Nel suo live, Sam ( questo è il suo nome ) miscela magistralmente percussioni tribali con bassi dubstep e voci “mistiche”: il risultato è un ritmo lento ma incalzante, energetico e sexy.
Un ora di liveset è troppo corta per permettere un commento/recensione approfondito ma posso dire che mi ha dato la stessa emozione di quando nel 2003 sentii per la prima volta Richie Hawtin in un timewarp di altri tempi.
L’emozione di ascoltare un suono nuovo per me, cui non comprendevo ancora bene ma che mi sicuramente mi affascinava.
La grande differenza è che Richie Hawtin era già un dj affermato a livello mondiale da più di un decennio, mentre con mr Skulldisco siamo agli albori della sua carriera.
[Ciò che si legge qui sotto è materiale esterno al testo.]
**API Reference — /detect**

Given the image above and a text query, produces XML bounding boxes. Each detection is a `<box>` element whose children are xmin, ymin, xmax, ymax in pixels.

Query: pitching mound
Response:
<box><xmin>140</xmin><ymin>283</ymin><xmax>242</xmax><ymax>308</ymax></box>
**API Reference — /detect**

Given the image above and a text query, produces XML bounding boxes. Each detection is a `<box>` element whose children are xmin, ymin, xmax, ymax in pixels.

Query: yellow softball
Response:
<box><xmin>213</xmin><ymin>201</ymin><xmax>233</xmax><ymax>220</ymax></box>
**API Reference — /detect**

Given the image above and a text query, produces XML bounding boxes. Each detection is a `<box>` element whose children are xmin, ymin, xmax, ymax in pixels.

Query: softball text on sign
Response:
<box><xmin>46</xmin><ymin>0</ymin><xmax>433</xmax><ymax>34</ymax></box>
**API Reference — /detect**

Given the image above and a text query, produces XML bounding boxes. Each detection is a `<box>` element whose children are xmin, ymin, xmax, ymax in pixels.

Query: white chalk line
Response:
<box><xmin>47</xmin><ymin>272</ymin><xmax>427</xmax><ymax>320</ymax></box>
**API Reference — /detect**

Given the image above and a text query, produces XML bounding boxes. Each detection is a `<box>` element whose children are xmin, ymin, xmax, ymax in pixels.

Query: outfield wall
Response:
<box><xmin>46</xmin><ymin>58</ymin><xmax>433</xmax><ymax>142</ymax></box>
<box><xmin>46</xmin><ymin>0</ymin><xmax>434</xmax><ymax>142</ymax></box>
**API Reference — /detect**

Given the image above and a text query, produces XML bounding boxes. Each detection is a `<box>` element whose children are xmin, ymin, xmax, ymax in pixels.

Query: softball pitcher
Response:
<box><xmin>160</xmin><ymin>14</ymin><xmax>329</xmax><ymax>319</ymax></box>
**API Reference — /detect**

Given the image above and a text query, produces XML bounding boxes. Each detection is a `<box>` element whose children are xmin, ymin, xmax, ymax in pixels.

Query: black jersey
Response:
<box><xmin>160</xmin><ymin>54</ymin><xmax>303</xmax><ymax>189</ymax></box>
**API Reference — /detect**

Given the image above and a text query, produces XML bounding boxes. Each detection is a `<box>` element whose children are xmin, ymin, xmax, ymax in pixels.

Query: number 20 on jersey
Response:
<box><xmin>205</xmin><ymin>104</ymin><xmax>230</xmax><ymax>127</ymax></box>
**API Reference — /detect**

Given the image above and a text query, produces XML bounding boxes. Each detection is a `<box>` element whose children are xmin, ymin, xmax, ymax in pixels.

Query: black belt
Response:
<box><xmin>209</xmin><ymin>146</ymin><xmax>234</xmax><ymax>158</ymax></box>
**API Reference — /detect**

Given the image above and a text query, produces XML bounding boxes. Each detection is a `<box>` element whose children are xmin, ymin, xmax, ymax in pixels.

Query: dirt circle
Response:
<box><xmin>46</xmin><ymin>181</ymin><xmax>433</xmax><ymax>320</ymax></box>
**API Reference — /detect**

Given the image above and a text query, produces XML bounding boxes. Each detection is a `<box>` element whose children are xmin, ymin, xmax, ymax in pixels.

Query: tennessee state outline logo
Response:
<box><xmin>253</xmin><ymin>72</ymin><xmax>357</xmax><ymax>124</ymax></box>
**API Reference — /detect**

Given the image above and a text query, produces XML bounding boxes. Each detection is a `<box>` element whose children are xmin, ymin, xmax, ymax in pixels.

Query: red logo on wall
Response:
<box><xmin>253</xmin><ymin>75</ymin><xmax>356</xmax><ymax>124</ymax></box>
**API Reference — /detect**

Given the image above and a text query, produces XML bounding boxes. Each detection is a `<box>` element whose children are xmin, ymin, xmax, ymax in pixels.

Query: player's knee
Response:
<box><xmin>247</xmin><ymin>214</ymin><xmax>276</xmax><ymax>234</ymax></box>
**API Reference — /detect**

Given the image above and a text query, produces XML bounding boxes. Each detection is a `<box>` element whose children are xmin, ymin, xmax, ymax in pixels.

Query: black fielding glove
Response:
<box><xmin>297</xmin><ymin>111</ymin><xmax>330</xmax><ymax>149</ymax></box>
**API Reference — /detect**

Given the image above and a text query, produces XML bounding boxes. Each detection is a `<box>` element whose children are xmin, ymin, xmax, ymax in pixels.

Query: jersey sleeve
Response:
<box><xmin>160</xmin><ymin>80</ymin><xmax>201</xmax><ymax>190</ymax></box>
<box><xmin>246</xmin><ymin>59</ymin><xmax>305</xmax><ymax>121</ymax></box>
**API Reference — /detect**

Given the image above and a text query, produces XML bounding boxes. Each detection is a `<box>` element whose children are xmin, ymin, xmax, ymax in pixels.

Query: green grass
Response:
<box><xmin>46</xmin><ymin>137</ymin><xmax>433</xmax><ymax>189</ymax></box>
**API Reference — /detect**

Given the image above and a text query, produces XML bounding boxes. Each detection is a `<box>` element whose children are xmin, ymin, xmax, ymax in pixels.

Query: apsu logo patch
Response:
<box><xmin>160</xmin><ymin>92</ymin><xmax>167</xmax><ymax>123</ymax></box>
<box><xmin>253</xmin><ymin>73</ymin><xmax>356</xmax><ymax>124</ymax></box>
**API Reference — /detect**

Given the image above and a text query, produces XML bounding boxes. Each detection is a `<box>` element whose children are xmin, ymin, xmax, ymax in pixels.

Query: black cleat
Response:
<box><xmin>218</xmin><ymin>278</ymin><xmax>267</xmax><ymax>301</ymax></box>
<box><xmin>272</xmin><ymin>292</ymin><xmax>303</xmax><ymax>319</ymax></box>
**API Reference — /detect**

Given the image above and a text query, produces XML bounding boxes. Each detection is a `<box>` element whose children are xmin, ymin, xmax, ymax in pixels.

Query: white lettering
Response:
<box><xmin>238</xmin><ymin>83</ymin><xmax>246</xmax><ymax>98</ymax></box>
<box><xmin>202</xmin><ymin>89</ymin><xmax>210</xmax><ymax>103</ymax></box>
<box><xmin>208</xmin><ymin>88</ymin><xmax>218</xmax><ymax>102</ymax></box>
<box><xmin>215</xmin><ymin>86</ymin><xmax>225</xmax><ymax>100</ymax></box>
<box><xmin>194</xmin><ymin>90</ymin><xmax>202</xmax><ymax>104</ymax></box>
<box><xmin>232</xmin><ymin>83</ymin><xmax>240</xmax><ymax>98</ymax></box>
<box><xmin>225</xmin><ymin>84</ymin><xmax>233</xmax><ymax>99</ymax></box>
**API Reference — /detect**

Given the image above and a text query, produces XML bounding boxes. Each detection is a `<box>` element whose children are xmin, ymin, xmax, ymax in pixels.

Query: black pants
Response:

Torino conferma il suo “occhio lungo” per le nuove tendenze; forse troppo lungo per, come nella migliore tradizione pioneristica, permettegli grandi entrate economiche garantite da ospiti più mainstream; infatti per questo giustifico le 3 ore di orribile sound “commerciale” che mi sono dovuto sorbire prima di un ora di ottimo sound dubstep.